You may already know what Socket Fiber is, but may not understand exactly how it works. Basically, it's all about feeding data through tiny pieces of glass near the speed of light. But, where did the idea come from?
Fiber Began in 1854
Fiber technology dates back to 1854, when Irish physicist John Tyndall found that a stream of water could bend a light signal. In 1880, engineer William Wheeler experimented even further and used a system of “light pipes” to direct light from an electric lamp in a basement to other areas in the home. Soon after, doctors began using the new technology as surgical lamps.
Fiber Transferred Images by 1930
However, it wasn't until the early 1900s that scientists began thinking about how the “light pipes” could transfer more than just light. In 1920, Scottish engineer John Logie Baird and American research engineer Clarence W. Hansell patented the idea of using the technology to transfer images for television. Ten years later, the first image (though in poor quality) successfully moved through optical fibers during an experiment by German medical student Heinrich Lamm.

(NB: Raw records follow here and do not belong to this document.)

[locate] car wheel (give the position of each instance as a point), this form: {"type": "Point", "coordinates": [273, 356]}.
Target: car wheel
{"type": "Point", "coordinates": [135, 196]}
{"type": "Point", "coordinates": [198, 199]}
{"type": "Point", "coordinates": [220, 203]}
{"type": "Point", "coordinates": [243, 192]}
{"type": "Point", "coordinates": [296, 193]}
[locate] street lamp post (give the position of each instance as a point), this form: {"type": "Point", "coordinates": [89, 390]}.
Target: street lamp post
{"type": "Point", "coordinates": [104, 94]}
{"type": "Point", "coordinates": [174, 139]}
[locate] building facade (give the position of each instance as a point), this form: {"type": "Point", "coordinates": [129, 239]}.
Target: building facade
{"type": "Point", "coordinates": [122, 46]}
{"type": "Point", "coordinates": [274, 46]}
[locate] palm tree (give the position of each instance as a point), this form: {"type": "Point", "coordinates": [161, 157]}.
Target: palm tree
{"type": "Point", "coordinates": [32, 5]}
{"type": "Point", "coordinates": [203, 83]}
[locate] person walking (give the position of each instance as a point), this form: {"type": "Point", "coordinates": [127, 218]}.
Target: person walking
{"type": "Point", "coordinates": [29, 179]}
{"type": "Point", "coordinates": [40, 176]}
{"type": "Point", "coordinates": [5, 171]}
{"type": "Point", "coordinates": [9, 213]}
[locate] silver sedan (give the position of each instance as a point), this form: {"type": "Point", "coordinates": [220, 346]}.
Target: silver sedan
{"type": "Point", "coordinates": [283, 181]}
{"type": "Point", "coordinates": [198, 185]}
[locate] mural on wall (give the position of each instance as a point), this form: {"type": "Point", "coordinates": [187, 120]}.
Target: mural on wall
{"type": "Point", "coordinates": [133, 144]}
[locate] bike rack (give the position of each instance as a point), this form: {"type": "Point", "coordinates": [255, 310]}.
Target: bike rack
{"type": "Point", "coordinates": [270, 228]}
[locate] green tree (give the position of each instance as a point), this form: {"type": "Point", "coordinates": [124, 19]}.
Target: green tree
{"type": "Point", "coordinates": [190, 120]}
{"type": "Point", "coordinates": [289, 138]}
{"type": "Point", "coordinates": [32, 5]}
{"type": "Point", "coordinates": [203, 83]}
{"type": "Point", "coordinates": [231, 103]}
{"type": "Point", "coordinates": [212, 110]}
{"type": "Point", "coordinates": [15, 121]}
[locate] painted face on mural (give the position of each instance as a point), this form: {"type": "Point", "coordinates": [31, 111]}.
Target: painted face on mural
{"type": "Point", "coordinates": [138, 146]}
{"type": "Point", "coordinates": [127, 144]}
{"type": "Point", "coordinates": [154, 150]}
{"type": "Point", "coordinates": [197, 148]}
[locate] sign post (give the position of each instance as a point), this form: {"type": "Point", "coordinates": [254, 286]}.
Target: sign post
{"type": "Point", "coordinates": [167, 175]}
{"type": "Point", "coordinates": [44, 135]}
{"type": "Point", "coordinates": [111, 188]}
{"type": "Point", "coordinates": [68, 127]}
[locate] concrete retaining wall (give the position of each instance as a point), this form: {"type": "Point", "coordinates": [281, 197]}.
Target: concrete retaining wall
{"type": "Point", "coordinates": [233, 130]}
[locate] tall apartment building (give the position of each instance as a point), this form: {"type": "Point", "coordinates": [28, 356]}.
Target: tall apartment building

Scientists Invented Fiber Optic Wire in 1970
In the years following, several scientists branched off Lamm's idea, proposing solutions to the image quality problems he experienced. In1970, a team of researchers finally pinpointed the need for fused silica to improve the image's quality and invented fiber optic wire, otherwise called, “Optical Waveguide Fibers.” These little strands carried 65,000 times more data than copper wire at distances farther than a thousand miles away.
Fiber Optic Technology Today
The United States Government utilized fiber-optic technology to link their computers in the NORAD facility in 1975. Today, it's estimated that more than 80% of the world's long-distance traffic is transferred on more than 25 million kilometers of fiber-optic wire.
Socket added its numbers to that list in 2011 when it broke ground on a $23.7 million project to bring a fiber-to-the-home network to rural Boone and Callaway counties. Now, more than 3,000 homes in the area have access to Socket’s fiber broadband network, which offers local telephone, high-speed Internet and (soon-to-be-offered) HD television services.